Die Münchner Paar- und Sexualtherapeutin Dr. Heike Melzer beobachtet seit Jahren, wie sich die Sexualität in Zeiten von Internet und Smartphone verändert. In ihrem jetzt erschienenen Buch „Scharfstellung – Die neue sexuelle Revolution“ beschreibt sie, wie die ständige digitale Verfügbarkeit von Netzpornos, Dating-Apps und käuflichem Sex zu sexuellen Funktionsstörungen und Verhaltenssüchten führen kann. Auch die sexuelle Entwicklung Heranwachsender hat sie im Blick.
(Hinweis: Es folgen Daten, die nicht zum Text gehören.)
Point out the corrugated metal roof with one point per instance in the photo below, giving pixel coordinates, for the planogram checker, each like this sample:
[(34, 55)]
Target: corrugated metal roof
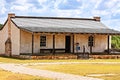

Denn was macht es mit Kindern, wenn weit vor dem ersten Kuss Pornos in Kinderzimmern und auf Pausenhöfen laufen?
Frau Melzer, in Ihrem Buch beschreiben Sie, dass Mediziner und Psychologen derzeit alarmiert sind, da ihre Praxen voll sind mit jungen Männern, die über sexuelle Funktionsstörungen klagen. Was hat das Ihrer Meinung nach mit dem Internet und dem Smartphone zu tun?
Diese jungen Männer gehören zu der ersten Generation, die vor circa 10 Jahren als Heranwachsende ein Smartphone bekommen hat. Damit haben sie Sexualität digital gelernt: Sie hatten es nicht mehr nötig, aufwendig um einen Partner zu werben und dabei eventuell einen Korb zu kassieren. Stattdessen war Sexualität für sie immer und sofort verfügbar, mit einem Klick und in den wildesten Varianten. Auf diese Weise haben sich diese Männer auf ein derart hohes Niveau von Reizen eingependelt, dass ihr Körper jetzt nicht mehr auf den normalen, realen Partner reagiert, ganz nach dem Motto: Wer einmal Porsche fährt, fährt danach nicht mehr VW. Durch Internet und Smartphone kommen sexuelle Funktionsstörungen heute also in einem neuen Gewand daher: Junge Männer mit Erektionsstörungen, verzögertem oder ausbleibendem Orgasmus und partnerbezogener Lustlosigkeit nehmen rasant zu.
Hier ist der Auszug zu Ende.